Coveted catch serious matter
Anglers go to great lengths to win Bassmaster Classic.
Brent Ehrler landed five Lake Conroe largemouth bass weighing 20 pounds, 1 ounce, to hold on to the top spot in the Geico Bassmaster Classic heading into Sunday’s final round of the 47th edition of the world championship of professional bass fishing.
Ehrler, of California, has a two-day total of 43 pounds, 4 ounces and goes into Sunday’s final round with a 2-pound, 3-ounce lead over Pennsylvania angler Dave Lefebre.
Lefebre jumped from sixth place to second heading into the final day of competition when he hauled a five-bass limit weighing 20 pounds, 11 ounces to the weigh-in stage on the field of Minute Maid Park in downtown Houston.
Oklahoma angler Edwin Evers, who won the 2016 Bassmaster Classic, is in third place with a total of 39 pounds after weighing a 20-pound, 13-ounce string of five fish, the heaviest taken Saturday by the 52 anglers competing for the tournament’s $300,000 first-place prize.

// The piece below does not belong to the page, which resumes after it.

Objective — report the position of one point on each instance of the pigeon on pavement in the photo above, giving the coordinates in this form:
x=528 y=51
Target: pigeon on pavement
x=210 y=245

Fellow Oklahoma resident James Elam is in fourth place with 37 pounds, 13 ounces, and Bradley Roy of Kentucky is fifth with a total of 37 pounds, 10 ounces.
The heaviest bass of the day was a 9-pound, 1-ounce largemouth landed by Tennessee angler Skylar Hamilton.
Lake Conroe’s largemouth bass proved a challenge for a tournament field that consists of some of the nation’s most successful professional bass fishermen.
Only 17 anglers managed to land a five-bass limit on the contest’s second day after only half of the field boxed limits on the first day of the competition.
Only one of five Texans in the tournament, Jasper’s Todd Faircloth, made the second-day cut that whittles the final-day field to the top 25 anglers who will compete Sunday.